В свое послание она вставляет отрывки из записной книжки: события последних дней. Письмо-дневник, а также и письмо-портрет, ибо из него встает образ адресата — человека и поэта. Он внешне сходен с коненковской скульптурой Паганини; аскетический характер человека, у которого "мягкий голос и жесткие глаза", которому не женская душа нужна, а "мужская дружба… и готовность — если надо — умереть друг за друга! Только не друг без друга!", который не приемлет "никакой заботы! Холодно — мерзни, голоден — бери, умирать — умирай, я ни при чем, отстраняюсь-галантно! — без горечи…" А в любви — "женское обаяние: духи, меха — и никакой грудной клетки!" То есть все то, что было полнейшим контрастом Марине Ивановне… "Вы мне чужой, — пишет она. — Вы громоздите камни в небо, а я из "танцующих душ"…". И она пишет стихотворение, из которого выпукло и жгуче встает отвлеченный и страшный прообраз "Красного Коня" (о чем речь впереди):
Короткие крылья волос я помню, Мятущиеся между звезд. — Я помню Короткие крылья Под звездною пылью, И рот от усилья сведенный, — Сожженный! — И все сухожилья — Руки. Смеженные вежды И черный — промежду — Свет. Не гладя, а режа По бренной и нежной Доске — вскачь Всё выше и выше, Не слыша, Палач — хрипа, Палач — хруста Костей. — Стой! Жилы не могут! Коготь Режет живую плоть! Господь, ко мне!.. То на одной струне Этюд Паганини. Силен, как смерть, гений. Палач — гений…Сходство этого стихотворения с ланновским сильно — по ритмике, аскетическому лаконизму языка, резкости образов. Однако здесь важно другое, а именно: неизменный гётевско-цветаевский девиз: чтобы узнать поэта, нужно отправиться в его страну, в его мир. Цветаева говорит со своим "адресатом" на его языке. Это не подражание — погружение. И тем самым — освобождение. Освобождение от человека, от "горения" им. "Я уже начинаю отвыкать от Вас", — пишет она через несколько дней после отъезда Ланна. Дальше — сильнее: "Ланн. — Это отвлеченность" (из того же письма). Как только живой человек, удалившись, превратился в отвлеченность, пришло освобождение творческое: явь, по вольной прихоти поэта, стала преображаться в миф. Так начала "вынашиваться" поэма "На Красном Коне"…

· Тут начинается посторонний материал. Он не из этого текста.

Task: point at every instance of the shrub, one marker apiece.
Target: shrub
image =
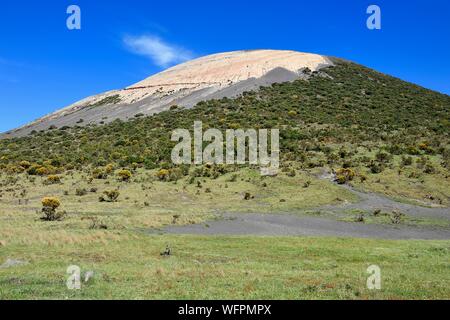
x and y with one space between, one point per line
109 168
49 206
163 174
25 164
124 175
52 179
111 196
81 192
99 174
344 175
406 161
396 217
42 171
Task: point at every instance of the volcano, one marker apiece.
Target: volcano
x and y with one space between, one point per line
211 77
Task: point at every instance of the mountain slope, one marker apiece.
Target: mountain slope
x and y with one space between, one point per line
394 135
215 76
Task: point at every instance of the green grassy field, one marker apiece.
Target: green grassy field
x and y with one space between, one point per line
126 258
129 266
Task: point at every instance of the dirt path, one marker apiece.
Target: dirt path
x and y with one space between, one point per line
371 202
295 225
291 225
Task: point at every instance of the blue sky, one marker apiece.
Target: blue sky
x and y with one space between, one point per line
44 66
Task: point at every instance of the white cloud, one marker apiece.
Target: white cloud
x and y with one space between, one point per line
160 52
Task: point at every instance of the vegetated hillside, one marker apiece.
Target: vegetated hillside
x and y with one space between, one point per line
343 116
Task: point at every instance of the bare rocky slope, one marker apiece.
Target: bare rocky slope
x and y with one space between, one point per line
211 77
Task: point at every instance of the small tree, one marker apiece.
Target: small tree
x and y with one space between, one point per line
111 196
163 174
52 179
49 206
344 175
124 175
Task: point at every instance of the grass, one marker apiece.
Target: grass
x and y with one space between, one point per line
147 202
385 218
127 263
129 266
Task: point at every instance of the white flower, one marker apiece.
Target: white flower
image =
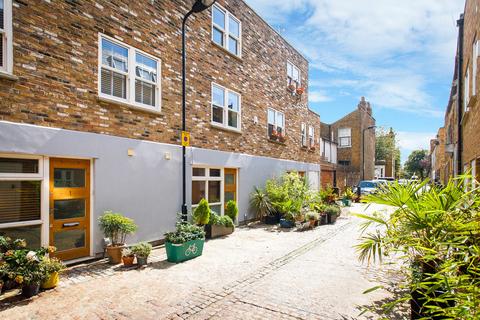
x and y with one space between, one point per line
32 256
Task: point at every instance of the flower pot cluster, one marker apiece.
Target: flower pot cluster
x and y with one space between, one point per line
28 269
289 202
116 228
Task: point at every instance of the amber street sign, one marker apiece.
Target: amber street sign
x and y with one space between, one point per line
185 139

Наступил Новый год: Марина Ивановна, по обыкновению, признавала лишь старый стиль, 11 января 1920 года было для нее "29-м русского декабря".

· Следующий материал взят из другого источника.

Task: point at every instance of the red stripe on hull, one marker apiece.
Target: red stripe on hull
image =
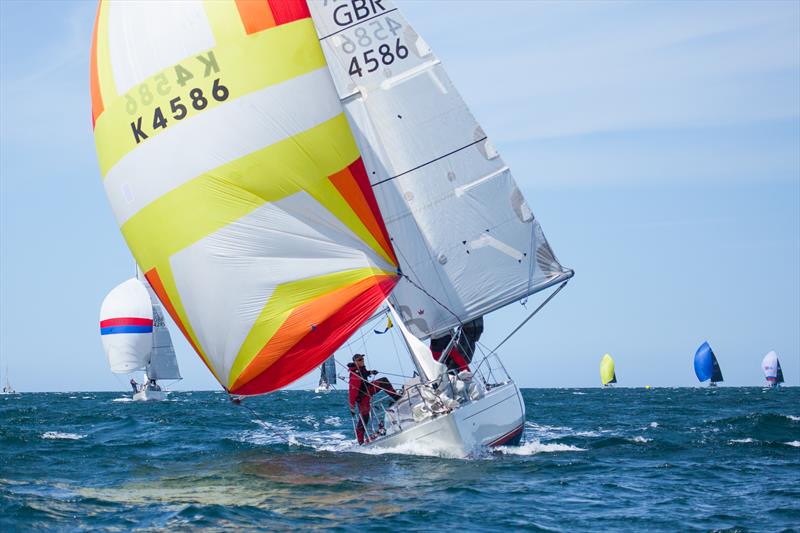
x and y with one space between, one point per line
508 436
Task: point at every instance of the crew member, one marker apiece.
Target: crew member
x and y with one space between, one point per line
362 390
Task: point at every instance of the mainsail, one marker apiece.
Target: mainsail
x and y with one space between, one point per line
219 129
464 235
705 364
607 373
163 363
772 368
126 327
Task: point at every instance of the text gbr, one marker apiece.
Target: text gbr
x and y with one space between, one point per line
356 10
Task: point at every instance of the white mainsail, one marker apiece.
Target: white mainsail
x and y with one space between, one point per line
461 228
126 327
163 363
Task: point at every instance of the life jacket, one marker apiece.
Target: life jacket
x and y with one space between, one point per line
359 384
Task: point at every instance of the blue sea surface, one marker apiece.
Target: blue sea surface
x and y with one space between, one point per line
591 460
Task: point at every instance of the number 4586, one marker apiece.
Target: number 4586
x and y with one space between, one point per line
371 59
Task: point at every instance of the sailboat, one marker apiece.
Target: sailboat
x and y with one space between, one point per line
302 163
135 338
772 370
7 388
607 373
327 375
706 366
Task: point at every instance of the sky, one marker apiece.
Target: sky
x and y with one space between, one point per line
658 144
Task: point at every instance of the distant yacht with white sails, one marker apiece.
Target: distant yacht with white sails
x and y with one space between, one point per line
135 337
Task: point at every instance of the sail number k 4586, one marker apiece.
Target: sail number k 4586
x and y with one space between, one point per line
179 108
372 59
174 102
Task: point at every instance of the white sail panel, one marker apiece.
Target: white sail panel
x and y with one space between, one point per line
770 365
163 364
126 327
428 367
460 226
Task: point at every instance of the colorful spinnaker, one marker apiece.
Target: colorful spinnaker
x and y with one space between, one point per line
218 128
772 368
705 364
607 373
126 327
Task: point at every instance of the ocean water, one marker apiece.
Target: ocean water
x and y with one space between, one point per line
591 460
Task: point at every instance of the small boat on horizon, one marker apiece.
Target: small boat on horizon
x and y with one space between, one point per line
706 366
135 337
772 370
608 375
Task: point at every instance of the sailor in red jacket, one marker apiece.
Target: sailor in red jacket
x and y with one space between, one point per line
362 390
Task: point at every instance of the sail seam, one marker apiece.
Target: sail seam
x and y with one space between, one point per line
431 161
362 21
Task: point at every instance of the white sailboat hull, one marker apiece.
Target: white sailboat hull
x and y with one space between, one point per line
494 420
150 395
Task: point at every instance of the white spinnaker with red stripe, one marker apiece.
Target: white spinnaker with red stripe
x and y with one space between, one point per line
126 326
460 226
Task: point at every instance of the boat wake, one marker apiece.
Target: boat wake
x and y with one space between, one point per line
536 447
61 436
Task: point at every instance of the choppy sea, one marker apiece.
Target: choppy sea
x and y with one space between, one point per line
591 460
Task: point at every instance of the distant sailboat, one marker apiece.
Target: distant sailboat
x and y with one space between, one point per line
607 373
706 366
327 375
7 388
135 337
772 369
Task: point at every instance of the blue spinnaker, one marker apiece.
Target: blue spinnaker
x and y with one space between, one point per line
705 364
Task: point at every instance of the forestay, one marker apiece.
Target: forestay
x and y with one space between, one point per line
460 226
219 130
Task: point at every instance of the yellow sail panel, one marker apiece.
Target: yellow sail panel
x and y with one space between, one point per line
237 183
607 374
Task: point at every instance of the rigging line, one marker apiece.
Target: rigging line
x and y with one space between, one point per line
431 161
530 316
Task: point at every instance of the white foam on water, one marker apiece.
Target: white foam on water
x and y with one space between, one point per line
534 447
59 435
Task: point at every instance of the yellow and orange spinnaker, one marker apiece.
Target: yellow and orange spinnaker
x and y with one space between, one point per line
237 183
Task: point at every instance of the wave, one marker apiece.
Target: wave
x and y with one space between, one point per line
60 435
534 447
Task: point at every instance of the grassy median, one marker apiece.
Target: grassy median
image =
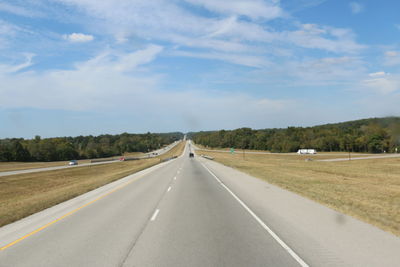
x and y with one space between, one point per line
366 189
24 194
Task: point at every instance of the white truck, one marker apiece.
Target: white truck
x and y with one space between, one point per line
307 151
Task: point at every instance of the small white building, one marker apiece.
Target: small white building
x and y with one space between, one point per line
307 151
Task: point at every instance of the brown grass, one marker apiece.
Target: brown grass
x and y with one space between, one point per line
25 194
14 166
366 189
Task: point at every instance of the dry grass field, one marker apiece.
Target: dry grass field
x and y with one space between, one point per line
14 166
25 194
366 189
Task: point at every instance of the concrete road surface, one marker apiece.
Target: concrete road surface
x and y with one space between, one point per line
148 155
193 212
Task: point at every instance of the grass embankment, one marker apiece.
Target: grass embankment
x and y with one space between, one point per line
15 166
367 189
24 194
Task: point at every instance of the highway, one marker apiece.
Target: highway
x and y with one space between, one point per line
193 212
147 155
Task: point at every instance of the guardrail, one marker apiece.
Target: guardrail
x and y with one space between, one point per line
101 160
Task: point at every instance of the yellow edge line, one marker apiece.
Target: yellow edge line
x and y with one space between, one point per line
66 215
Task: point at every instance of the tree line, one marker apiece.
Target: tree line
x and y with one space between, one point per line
82 147
376 135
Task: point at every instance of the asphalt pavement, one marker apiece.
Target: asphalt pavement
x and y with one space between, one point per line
147 155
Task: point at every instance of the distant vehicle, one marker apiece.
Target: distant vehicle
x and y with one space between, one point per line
307 151
73 162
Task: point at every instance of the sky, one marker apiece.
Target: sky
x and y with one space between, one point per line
80 67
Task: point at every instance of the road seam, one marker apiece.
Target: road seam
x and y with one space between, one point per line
155 215
272 233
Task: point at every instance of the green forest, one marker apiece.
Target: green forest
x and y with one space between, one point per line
376 135
82 147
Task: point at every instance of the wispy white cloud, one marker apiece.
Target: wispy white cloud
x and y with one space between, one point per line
78 37
382 82
331 39
392 58
254 9
18 10
245 60
356 7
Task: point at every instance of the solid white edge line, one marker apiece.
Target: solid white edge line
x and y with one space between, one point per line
275 236
155 215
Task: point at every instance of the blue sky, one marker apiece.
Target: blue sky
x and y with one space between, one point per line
72 67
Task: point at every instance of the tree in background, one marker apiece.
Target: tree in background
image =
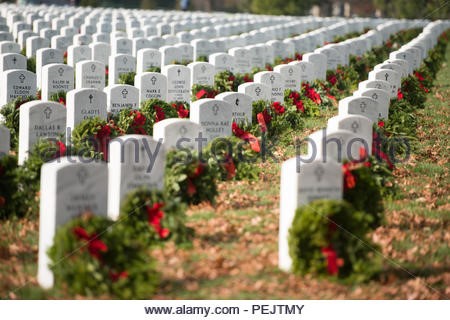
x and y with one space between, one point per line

Новое большое письмо к Ланну.
"— У нас елка — длинная выдра, последняя елка на Смоленском, купленная в последнюю секунду, в Сочельник. Спилила верх, украсила, зажигала третьегодними огарками. Аля была больна (малярия), лежала в постели и любовалась, сравнивая елку с танцовщицей (я — про себя: трущобной!)".
Опять дает она в письме "хронику дней": "Три посещения". Первое явление:
"Сидим с Алей, пишем. — Вечер. — Стук в незапертую дверь. Я, не поднимая глаз: — "Пожалуйста!"
Маленький, черненький человек — "Закс!!! Какими судьбами? — И почему борода?!" — Целуемся.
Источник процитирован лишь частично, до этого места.